One annoyance is that IE is not the same in Metro as in the old-style desktop. For instance, Flash works on the desktop, but not in the full-screen Metro IE. This sort of minor inconsistency is par for the course from Microsoft, but it shows the pitfalls inherent in trying to create a unified user experience.

The main reaction to all this is “meh”. Why bother with this thing? We live in a world which includes the MacOS and all manner of X-based Linux desktop environments for desktop PCs, not to mention of course Microsoft’s own efforts in that direction. On the tablet side, there’s iOS and Android, both doing a pretty decent job already. What extra sauce does Windows 8 bring to the party?

Leaving aside Metro, which all desktop users will be eager to do after about five minutes, this is a Windows 7 service pack, if that. Metro might be a good fit for tablets, but not if it has Windows Vista crouching in its guts the way this preview does. Installing any of the millions of existing Windows apps sounds great in theory, but what actually happens is that each app creates several new tiles: the app itself, the uninstall icon, and the various other “helpful” icons that all apps seem mandated to install these days. It’s one thing when this cruft is hidden several levels down the start menu, but if it’s all going to be out in the open, things are going to get messy fast.

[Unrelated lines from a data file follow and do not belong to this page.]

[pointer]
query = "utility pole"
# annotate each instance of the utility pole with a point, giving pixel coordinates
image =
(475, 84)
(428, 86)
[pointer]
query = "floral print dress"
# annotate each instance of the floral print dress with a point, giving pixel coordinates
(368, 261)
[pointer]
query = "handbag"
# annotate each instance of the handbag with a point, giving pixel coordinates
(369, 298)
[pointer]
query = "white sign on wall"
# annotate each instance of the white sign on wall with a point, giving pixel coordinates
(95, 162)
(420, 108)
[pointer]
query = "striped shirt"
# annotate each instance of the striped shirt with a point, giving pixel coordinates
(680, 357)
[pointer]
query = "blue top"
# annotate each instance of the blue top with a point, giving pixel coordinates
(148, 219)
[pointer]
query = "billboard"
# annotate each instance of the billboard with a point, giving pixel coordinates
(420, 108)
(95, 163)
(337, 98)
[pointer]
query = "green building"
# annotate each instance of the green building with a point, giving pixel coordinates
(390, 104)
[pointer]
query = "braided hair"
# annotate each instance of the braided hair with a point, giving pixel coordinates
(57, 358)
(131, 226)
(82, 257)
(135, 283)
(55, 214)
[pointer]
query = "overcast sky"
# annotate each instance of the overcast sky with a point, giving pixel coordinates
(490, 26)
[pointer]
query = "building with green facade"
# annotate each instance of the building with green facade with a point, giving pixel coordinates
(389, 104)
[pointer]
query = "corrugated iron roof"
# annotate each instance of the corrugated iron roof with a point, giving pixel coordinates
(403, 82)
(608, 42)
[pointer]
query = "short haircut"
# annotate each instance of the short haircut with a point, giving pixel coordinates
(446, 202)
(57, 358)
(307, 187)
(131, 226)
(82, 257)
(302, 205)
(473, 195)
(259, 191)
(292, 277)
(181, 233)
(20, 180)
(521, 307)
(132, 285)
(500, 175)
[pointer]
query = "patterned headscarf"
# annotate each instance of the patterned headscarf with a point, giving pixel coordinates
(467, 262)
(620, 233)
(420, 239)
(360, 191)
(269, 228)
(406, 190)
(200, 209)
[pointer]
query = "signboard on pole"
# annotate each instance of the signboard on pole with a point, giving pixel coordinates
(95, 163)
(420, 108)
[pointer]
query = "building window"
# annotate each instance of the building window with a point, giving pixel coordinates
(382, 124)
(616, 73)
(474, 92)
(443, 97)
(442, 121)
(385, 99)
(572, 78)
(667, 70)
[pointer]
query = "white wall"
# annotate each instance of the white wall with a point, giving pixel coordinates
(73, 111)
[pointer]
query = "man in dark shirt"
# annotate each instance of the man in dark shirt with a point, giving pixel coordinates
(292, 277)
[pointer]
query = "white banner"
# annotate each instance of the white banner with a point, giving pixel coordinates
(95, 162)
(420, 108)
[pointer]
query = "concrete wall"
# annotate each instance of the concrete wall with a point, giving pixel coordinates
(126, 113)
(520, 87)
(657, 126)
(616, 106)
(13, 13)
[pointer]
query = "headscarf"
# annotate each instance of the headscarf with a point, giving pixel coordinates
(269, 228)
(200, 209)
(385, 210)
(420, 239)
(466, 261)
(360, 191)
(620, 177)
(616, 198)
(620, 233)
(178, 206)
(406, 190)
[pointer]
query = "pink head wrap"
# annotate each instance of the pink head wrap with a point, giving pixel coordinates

 And if Windows 8 doesn’t include the Windows desktop everywhere, then what’s the point of unifying the desktop and tablet interfaces? A mouse pointer has an enormously greater level of precision than fingers, so any interaction model which has to cater to both will end up being compromised.

Tablets and desktops have different form factors and use cases. While there is a case to be made for some convergence, as Apple is showing with increased sharing between iOS and MacOS, I think Windows 8 takes that convergence a bit too far, and the result is half-baked. It’s a pity, because I do like the Metro UI - just not on my desktop PC.